Saturday, January 10, 2015

Hoarfrosting on Winter's cake

Today we're trying a new bread recipe: Vermont cheddar loaf. The dough has been mixed and now is rising. We're hoping it will go well with the leftover ham and bean soup we're reheating this evening. One of the best things I can say about the weather we've been having is that it provides encouragement to fix soups, stews and homemade breads. Of course, some of us would feel just as encouraged if the temperatures bottomed out in the 20s instead of below zero. You know how it is: too much of a "good thing."

horses and hoarfrost
horses and hoarfrost
Photo by J. Harrington

Since we're supposed to have a January thaw in about a week, I'm hoping that the air will get supersaturated and the temperature below freezing so we can enjoy some hoar frost. I think it's one of the most beautiful parts of a Minnesota winter, particularly when there are horses in the scene. Bread, soup, January thaw, beauty: life during a Minnesota Winter can be good.

Horses in Snow

By Roberta Hill 
They are a gift I have wanted again.
Wanted: One moment in mountains
when winter got so cold
the oil froze before it could burn.
I chopped ferns of hoarfrost from all the windows   
and peered up at pines, a wedding cake
by a baker gone mad. Swirls by the thousand   
shimmered above me until a cloud
lumbered over a ridge,
bringing the heavier white of more flurries.

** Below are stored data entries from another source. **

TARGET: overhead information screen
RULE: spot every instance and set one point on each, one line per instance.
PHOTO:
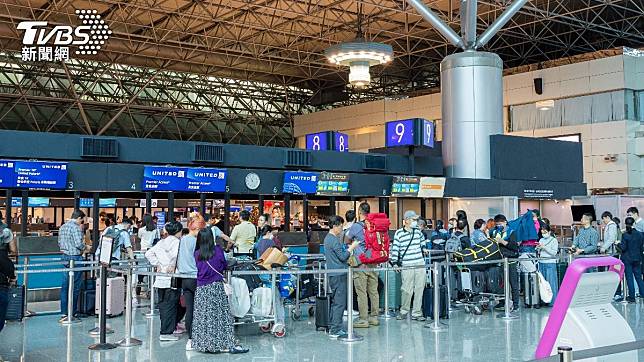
(333, 184)
(405, 186)
(206, 180)
(40, 175)
(300, 183)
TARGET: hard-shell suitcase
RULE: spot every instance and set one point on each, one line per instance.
(115, 302)
(495, 283)
(16, 306)
(428, 302)
(530, 283)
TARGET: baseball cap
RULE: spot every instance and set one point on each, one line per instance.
(410, 214)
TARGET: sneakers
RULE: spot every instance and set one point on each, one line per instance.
(360, 323)
(337, 334)
(168, 338)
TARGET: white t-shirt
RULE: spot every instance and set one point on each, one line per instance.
(147, 237)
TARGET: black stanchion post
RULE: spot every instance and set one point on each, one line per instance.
(102, 341)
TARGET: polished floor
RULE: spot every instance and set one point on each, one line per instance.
(467, 338)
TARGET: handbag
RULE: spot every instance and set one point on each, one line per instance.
(228, 289)
(175, 282)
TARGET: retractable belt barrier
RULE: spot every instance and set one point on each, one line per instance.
(127, 267)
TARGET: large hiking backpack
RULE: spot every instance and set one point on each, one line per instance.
(376, 236)
(453, 244)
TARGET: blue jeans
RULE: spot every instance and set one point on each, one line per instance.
(633, 270)
(77, 284)
(549, 271)
(4, 303)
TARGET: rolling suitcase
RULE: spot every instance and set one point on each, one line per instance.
(428, 302)
(494, 282)
(16, 306)
(530, 283)
(115, 296)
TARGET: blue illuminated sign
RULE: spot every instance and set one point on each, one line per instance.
(206, 180)
(40, 175)
(317, 141)
(399, 133)
(86, 202)
(32, 202)
(341, 142)
(160, 178)
(300, 183)
(7, 176)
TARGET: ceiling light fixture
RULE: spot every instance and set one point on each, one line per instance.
(359, 55)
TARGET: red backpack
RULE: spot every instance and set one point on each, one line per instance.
(376, 235)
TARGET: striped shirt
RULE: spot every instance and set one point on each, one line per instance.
(415, 240)
(70, 238)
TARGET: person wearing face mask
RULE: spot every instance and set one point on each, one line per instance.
(407, 250)
(548, 247)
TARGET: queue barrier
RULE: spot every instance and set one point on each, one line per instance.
(435, 268)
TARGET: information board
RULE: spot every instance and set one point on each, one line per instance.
(300, 183)
(206, 180)
(399, 133)
(333, 184)
(7, 176)
(317, 141)
(40, 175)
(405, 186)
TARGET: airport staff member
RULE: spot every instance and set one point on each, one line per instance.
(244, 234)
(72, 245)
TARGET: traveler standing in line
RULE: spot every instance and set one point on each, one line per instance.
(244, 234)
(407, 251)
(7, 269)
(186, 264)
(336, 258)
(72, 245)
(163, 256)
(212, 327)
(611, 232)
(632, 246)
(635, 214)
(587, 238)
(480, 232)
(365, 283)
(509, 249)
(549, 248)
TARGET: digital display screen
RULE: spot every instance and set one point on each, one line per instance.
(31, 202)
(399, 133)
(333, 184)
(341, 142)
(7, 176)
(300, 183)
(405, 186)
(40, 175)
(317, 141)
(161, 178)
(206, 180)
(428, 133)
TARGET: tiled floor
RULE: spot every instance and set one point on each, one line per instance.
(468, 338)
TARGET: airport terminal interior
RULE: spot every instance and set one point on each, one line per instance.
(329, 180)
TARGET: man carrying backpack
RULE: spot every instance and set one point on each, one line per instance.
(365, 283)
(407, 250)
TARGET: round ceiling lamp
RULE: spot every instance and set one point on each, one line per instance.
(359, 55)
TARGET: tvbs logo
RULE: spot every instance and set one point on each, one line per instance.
(40, 43)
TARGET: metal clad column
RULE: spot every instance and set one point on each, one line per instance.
(472, 110)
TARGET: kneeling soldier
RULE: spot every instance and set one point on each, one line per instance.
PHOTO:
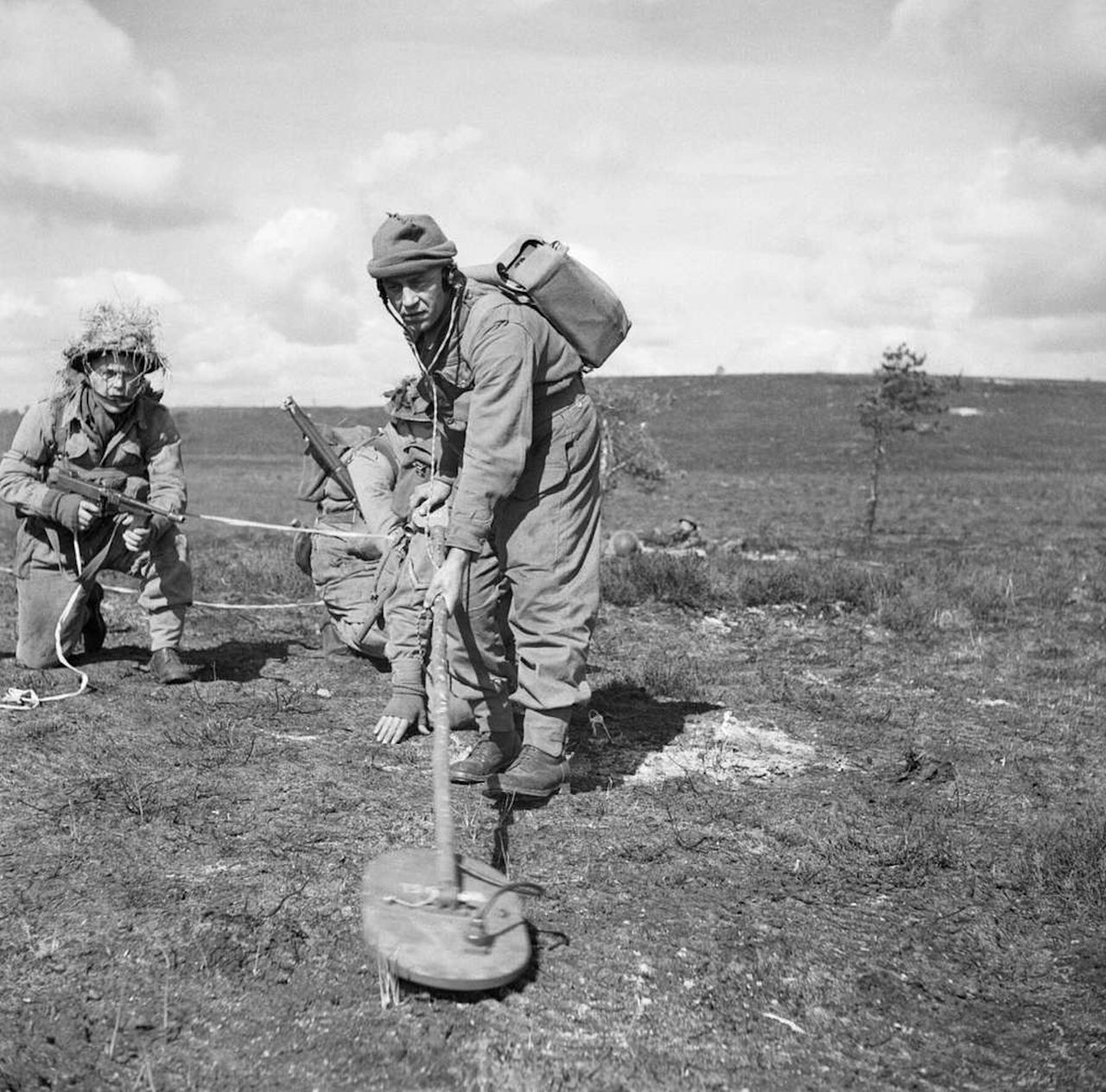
(107, 428)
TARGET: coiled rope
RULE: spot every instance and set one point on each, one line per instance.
(16, 699)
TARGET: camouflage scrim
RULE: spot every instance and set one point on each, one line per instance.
(118, 327)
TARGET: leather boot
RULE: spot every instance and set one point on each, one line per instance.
(533, 774)
(166, 668)
(95, 629)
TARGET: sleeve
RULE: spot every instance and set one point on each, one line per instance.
(165, 464)
(374, 479)
(23, 466)
(404, 618)
(497, 441)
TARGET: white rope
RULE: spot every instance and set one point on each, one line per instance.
(288, 529)
(213, 606)
(22, 700)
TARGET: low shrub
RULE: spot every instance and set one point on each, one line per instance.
(680, 580)
(251, 569)
(1065, 861)
(817, 584)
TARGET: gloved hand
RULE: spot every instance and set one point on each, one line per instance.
(70, 510)
(406, 708)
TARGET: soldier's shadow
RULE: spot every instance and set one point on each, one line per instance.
(239, 661)
(631, 725)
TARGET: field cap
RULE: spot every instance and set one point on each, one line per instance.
(406, 244)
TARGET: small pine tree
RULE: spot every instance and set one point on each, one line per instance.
(903, 396)
(627, 448)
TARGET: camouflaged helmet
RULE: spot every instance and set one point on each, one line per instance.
(113, 328)
(406, 403)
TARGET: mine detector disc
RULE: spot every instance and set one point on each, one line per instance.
(474, 940)
(431, 915)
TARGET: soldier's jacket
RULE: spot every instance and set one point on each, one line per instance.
(137, 450)
(384, 474)
(512, 367)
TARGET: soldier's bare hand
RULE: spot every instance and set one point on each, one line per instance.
(87, 513)
(393, 728)
(137, 538)
(448, 581)
(429, 495)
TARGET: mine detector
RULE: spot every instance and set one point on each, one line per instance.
(433, 917)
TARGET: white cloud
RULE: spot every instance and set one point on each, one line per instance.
(64, 67)
(16, 305)
(1039, 213)
(118, 174)
(74, 294)
(297, 269)
(1046, 60)
(90, 133)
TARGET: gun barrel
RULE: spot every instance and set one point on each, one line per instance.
(321, 450)
(110, 498)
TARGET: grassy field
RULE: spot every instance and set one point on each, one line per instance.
(842, 823)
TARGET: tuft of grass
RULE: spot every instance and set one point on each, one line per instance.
(817, 584)
(676, 676)
(1065, 860)
(252, 569)
(683, 581)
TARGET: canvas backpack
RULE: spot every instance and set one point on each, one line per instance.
(579, 304)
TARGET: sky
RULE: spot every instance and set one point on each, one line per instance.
(769, 185)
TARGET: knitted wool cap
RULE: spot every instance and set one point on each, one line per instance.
(406, 244)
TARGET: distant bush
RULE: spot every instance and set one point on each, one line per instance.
(817, 584)
(251, 569)
(1065, 861)
(683, 581)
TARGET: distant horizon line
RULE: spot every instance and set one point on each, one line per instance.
(853, 377)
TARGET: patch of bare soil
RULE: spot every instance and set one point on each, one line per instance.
(795, 867)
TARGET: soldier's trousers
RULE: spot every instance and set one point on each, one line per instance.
(548, 546)
(47, 580)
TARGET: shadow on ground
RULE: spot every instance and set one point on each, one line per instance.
(632, 724)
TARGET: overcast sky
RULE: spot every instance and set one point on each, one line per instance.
(770, 185)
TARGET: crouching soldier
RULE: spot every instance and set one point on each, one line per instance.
(343, 569)
(104, 426)
(385, 474)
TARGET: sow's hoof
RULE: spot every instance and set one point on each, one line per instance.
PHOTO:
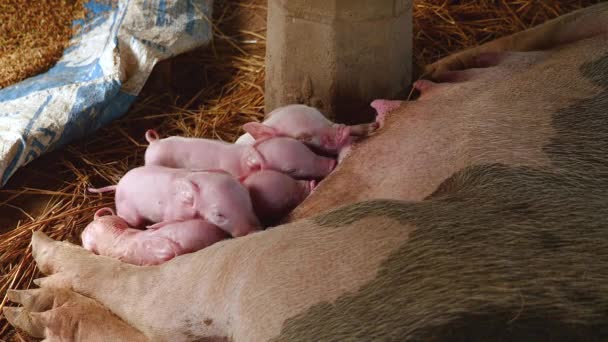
(64, 315)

I believed, I believed, I believed
it would last, that when you went out
to test the black ice or to dig out a Volkswagon   
filled with rich women, you’d return
and we’d sputter like oil,
match after match, warm in the making.
Wisconsin’s flat farmland never approved:
I hid in cornfields far into October,
listening to music that whirled from my thumbprint.   
When sunset played havoc with bright leaves of alders,

I never mentioned longing or fear.
I crouched like a good refugee in brown creeks
and forgot why Autumn is harder than Spring.   
But snug on the western slope of that mountain   
I’d accept every terror, break open seals
to release love’s headwaters to unhurried sunlight.   
Weren’t we Big Hearts? Through some trick of silver   
we held one another, believing each motion the real one,   
ah, lover, why were dark sources bundled up
in our eyes? Each owned an agate,

marbled with anguish, a heart or its echo,   
we hardly knew. Lips touching lips,   
did that break my horizon
as much as those horses broke my belief?   
You drove off and I walked the old road,   
scolding the doubles that wanted so much.
The chestnut mare whinnied a cloud into scrub pine.   
In a windless corner of a corral,
four horses fit like puzzle pieces.
Their dark eyes and lashes defined by the white.

The colt kicked his hind, loped from the fence.   
The mares and a stallion galloped behind,   
lifting and leaping, finding each other
in full accord with the earth and their bodies.   
No harm ever touched them once they cut loose,   
snorting at flurries falling again.
How little our chances for feeling ourselves.   
They vanished so quickly—one flick of a tail.   
Where do their mountains and moments begin?   
I stood a long time in sharpening wind.